L'imagination est un sens cardinal, une indication d'avenir. L'imagination sauve, elle transforme les rêves, elle réalise l'imminence, sublime la révolte et libère l'éphémère. L'imagination habite dans tous les lieux où on l'invite pour des lendemains meilleurs et immédiats, pour un présent complice d'un avenir vivant. Elle ne craint pas les relations complexes, tendues, mais toujours profondément humaines. L'imagination habite aussi (à) Notre-Dame-des-Landes, elle n'habite pas au (le) gouvernement. On ne saurait la confondre avec de calamiteuses trouvailles sans nœuds ni quête : un référendum à propos du projet d'aéroport à Notre-Dame-des-Landes par exemple ; un référendum issu d'officines à la soumission pathétique, hôtels de passe-passe aux mensonges dépourvus de gaieté. Faux-semblant de misère conceptuelle, ce dernier gadget n'a plus aucun rapport, ni avec le sujet, ni avec les circonstances. Seule la promesse d'hypothétiques emplois dépassés par les événements est censée encore peser dans la balance démocratique. Rance ! Aujourd'hui tout est su, tout ! L'inutilité nuisible de l'impossible édifice n'est plus à prouver.
Le 27 février à Notre-Dame-des-Landes, entre Calais et Barjac, plus encore que le formidable 9 janvier à Nantes, une foule de gens d'une merveilleuse diversité que l'Etat ne sait compter avait répondu à l'appel. Marcher, franchir, cheminer, progresser vers la révolte fertile, l'active contradiction, la vie dansée, contre un monde de Moloch qui sacrifie l'enfance véritable, qui tarit les sources. Question de culture. Sans prendre le plus court chemin, ce mouvement, cette commune, cherche, dessine d'autres désirs, d'autres choix que de courir à la perte. Ils sont ici révélés par toutes sortes d'ébauches à enrichir sans cesse. Non au suicide, non au cynisme, oui à l'accueil, au partage et à l'exposé de nos différences.

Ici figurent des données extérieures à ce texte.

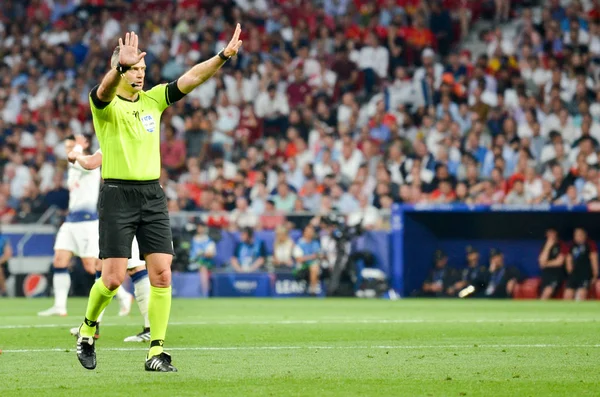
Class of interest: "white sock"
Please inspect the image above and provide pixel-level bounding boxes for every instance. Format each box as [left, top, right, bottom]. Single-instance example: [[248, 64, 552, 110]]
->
[[133, 276, 150, 328], [96, 309, 106, 323], [117, 286, 131, 306], [96, 270, 106, 323], [52, 271, 71, 312]]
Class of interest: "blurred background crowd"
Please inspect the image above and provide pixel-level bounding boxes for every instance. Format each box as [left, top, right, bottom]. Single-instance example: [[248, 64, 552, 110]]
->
[[0, 0, 600, 229]]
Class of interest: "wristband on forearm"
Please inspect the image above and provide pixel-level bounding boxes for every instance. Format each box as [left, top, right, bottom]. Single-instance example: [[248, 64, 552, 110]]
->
[[117, 62, 131, 74]]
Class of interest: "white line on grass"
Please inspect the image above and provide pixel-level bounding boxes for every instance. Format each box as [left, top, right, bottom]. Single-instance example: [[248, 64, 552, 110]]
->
[[2, 344, 600, 354], [0, 318, 600, 329]]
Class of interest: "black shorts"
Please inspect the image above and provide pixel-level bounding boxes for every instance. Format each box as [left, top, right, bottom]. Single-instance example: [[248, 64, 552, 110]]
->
[[98, 179, 174, 260], [0, 262, 10, 280], [540, 267, 565, 292], [567, 274, 592, 289]]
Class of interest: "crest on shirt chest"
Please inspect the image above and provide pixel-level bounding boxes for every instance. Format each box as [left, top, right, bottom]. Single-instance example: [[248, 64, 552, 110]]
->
[[140, 114, 156, 132]]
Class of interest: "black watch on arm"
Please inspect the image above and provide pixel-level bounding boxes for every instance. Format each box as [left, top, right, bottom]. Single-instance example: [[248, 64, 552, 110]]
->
[[218, 48, 231, 61], [117, 62, 131, 74]]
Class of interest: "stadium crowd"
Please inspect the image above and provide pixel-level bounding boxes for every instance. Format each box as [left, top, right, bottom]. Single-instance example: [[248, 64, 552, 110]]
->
[[0, 0, 600, 229]]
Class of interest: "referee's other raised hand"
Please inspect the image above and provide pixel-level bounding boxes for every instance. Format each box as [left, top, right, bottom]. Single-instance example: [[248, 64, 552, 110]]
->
[[223, 23, 242, 58], [119, 31, 146, 66]]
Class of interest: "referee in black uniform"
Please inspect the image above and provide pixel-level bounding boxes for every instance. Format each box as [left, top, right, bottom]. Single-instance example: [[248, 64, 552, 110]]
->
[[77, 28, 242, 372]]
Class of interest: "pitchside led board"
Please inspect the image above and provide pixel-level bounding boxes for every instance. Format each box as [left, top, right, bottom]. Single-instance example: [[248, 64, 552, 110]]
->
[[2, 204, 600, 297], [390, 204, 600, 296]]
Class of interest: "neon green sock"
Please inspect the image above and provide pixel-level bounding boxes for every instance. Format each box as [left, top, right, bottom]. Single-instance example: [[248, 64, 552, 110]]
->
[[148, 286, 171, 357], [79, 278, 117, 336]]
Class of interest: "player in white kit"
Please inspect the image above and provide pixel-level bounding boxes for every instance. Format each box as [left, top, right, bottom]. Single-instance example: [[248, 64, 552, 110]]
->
[[67, 141, 150, 342], [38, 137, 125, 316]]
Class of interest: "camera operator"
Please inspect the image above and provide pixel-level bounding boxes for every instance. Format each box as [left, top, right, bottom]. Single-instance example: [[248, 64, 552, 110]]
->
[[538, 229, 566, 300], [321, 214, 363, 296], [447, 245, 489, 296], [417, 250, 456, 297], [294, 225, 321, 295]]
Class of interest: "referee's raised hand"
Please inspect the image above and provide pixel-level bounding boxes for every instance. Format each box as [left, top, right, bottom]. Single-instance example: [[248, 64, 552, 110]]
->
[[223, 23, 242, 58], [119, 31, 146, 66]]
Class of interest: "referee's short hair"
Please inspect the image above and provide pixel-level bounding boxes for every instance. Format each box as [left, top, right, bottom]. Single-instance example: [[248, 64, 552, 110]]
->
[[110, 46, 142, 68]]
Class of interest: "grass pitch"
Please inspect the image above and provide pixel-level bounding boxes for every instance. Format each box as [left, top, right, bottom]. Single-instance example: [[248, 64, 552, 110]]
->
[[0, 299, 600, 397]]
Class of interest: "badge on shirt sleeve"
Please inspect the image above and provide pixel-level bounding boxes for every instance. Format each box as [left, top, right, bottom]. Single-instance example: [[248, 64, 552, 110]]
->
[[142, 114, 156, 132]]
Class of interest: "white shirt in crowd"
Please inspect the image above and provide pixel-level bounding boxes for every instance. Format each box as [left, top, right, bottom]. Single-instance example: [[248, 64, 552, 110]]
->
[[358, 46, 390, 78], [273, 238, 294, 263], [338, 149, 363, 181], [346, 205, 380, 227], [254, 92, 290, 118]]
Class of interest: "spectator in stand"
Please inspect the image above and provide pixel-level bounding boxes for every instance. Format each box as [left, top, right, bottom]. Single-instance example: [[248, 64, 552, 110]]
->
[[564, 228, 598, 301], [416, 250, 456, 297], [254, 83, 290, 135], [272, 225, 295, 271], [429, 0, 452, 57], [190, 222, 217, 297], [538, 229, 566, 300], [294, 225, 321, 295], [358, 32, 390, 94], [0, 0, 600, 232], [504, 179, 532, 205], [485, 248, 520, 298], [447, 245, 489, 297], [231, 228, 267, 273], [229, 196, 259, 231], [0, 232, 13, 297]]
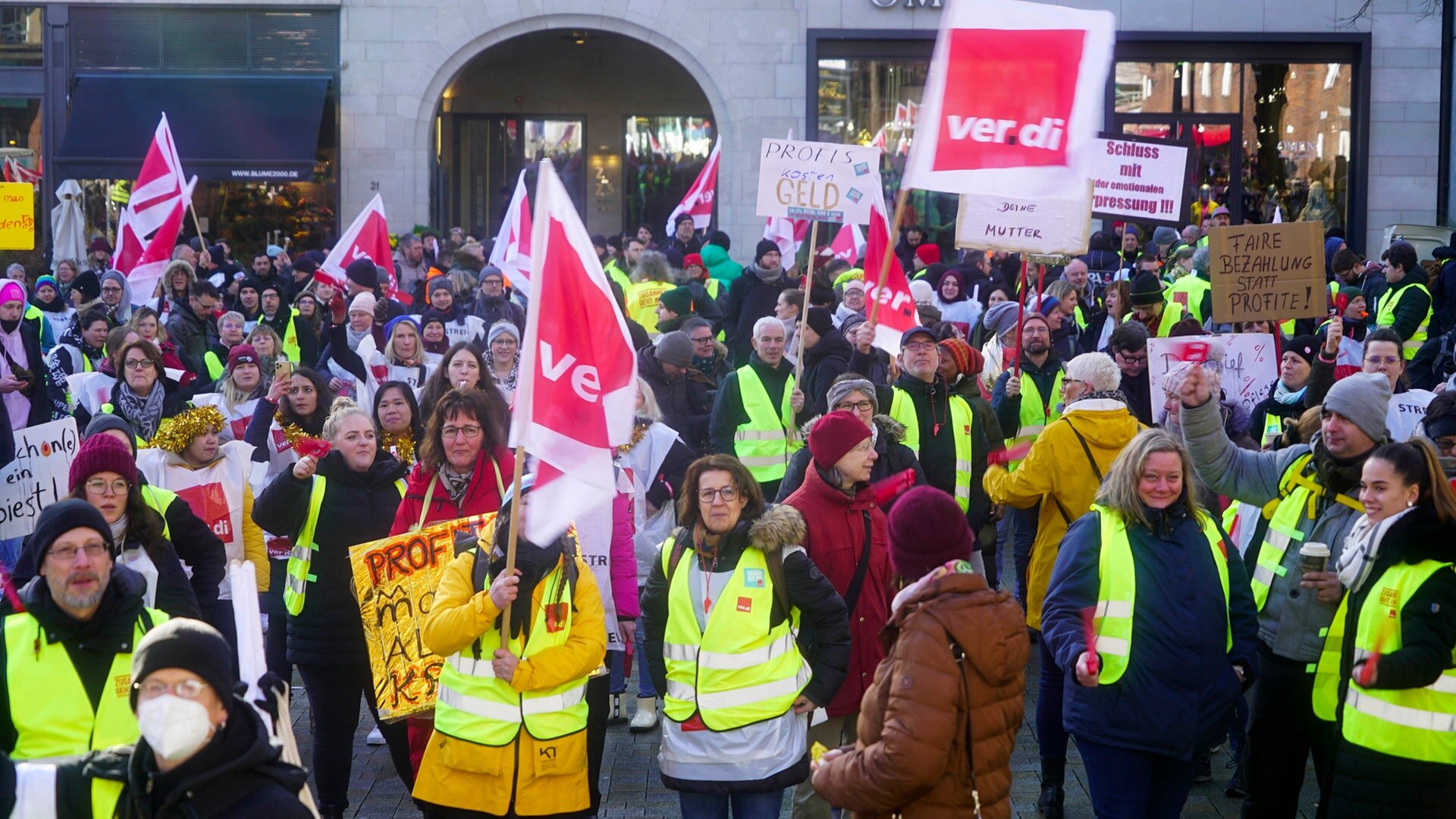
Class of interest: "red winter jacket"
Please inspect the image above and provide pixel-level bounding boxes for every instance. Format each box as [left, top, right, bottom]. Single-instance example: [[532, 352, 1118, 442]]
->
[[389, 446, 516, 535], [783, 465, 894, 717]]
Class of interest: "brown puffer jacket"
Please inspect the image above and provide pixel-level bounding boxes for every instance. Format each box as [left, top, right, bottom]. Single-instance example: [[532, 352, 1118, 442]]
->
[[814, 574, 1029, 819]]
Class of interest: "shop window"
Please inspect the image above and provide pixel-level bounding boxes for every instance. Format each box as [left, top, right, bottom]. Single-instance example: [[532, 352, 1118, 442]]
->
[[626, 117, 717, 237]]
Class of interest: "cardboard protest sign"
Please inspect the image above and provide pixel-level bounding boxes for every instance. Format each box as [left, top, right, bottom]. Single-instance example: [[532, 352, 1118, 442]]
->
[[757, 139, 880, 224], [1147, 332, 1279, 422], [956, 187, 1092, 256], [1209, 221, 1328, 324], [0, 416, 80, 538], [1092, 134, 1190, 228], [350, 512, 495, 721]]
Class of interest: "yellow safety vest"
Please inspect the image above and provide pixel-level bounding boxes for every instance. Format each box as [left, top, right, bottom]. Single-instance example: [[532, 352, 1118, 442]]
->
[[1313, 560, 1456, 765], [282, 475, 405, 617], [1249, 453, 1364, 610], [890, 386, 975, 512], [733, 364, 804, 484], [435, 548, 588, 748], [1374, 284, 1431, 362], [1092, 504, 1233, 685], [661, 535, 810, 732], [5, 607, 168, 816]]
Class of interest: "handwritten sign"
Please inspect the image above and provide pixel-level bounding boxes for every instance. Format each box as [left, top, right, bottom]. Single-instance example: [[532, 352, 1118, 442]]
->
[[1209, 221, 1326, 324], [757, 139, 880, 224], [1147, 332, 1279, 422], [956, 185, 1092, 255], [0, 416, 80, 538], [350, 513, 495, 721], [1092, 134, 1190, 228], [0, 182, 35, 251]]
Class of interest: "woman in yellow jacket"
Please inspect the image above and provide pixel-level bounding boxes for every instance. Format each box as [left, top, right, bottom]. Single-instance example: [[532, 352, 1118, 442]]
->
[[983, 353, 1143, 816], [413, 486, 606, 817]]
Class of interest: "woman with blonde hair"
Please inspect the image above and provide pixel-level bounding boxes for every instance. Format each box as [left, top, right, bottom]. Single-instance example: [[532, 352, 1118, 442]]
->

Ce que nous avons pu voir, ce que nous avons pu vivre, le 27 février entre le goudron de la route et les bordures encore sauvages d'une terre aussi amicale qu'indocile, c'était bien les traces de passage d'humains véritables, imaginatifs, dessinant quelques arpents d'un avenir possible. Zad partout !
Photo : Val K (qui n'est pas là par hasard)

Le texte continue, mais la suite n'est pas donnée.